Question

How do you find all zeros of $f\left( x \right)={{x}^{3}}-8{{x}^{2}}+25x-26$?

Answer 1

Hint: For this problem we need to find the zeros or roots of the given equation. We can observe that the given equation is a cubic equation. So, we will first check where the given function has zero value by substituting various $x$ values like $x=\pm 1,\pm 2,\pm 3,....$. After getting the one $x$ value, we will write that value as the root of the given equation.
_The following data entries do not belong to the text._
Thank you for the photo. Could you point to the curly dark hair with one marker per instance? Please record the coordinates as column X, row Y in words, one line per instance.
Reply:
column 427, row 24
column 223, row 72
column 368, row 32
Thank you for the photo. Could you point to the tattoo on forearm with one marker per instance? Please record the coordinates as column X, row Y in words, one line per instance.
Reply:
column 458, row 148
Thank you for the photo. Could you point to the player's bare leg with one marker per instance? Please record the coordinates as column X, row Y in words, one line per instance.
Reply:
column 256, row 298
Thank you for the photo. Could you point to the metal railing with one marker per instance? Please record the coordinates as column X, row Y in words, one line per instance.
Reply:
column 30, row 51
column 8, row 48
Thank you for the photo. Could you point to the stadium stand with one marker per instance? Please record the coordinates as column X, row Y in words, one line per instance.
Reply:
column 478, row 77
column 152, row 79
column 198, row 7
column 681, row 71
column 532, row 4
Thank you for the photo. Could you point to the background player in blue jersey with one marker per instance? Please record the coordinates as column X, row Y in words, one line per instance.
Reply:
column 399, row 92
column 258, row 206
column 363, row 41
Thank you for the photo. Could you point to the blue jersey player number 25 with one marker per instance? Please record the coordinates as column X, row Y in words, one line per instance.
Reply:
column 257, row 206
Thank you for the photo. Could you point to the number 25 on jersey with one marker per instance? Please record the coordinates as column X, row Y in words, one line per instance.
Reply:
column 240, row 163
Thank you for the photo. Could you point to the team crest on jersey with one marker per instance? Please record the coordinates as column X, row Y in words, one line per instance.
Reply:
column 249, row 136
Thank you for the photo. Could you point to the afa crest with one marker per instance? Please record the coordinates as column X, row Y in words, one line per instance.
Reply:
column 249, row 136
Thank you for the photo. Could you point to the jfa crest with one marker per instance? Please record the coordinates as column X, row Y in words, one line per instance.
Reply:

From this we will write the factor of the given equation and divide the given equation with the calculated factors. Now we will get a quadratic equation as result. We will use the quadratic equation formula to solve the quadratic equation to get the remaining two root values.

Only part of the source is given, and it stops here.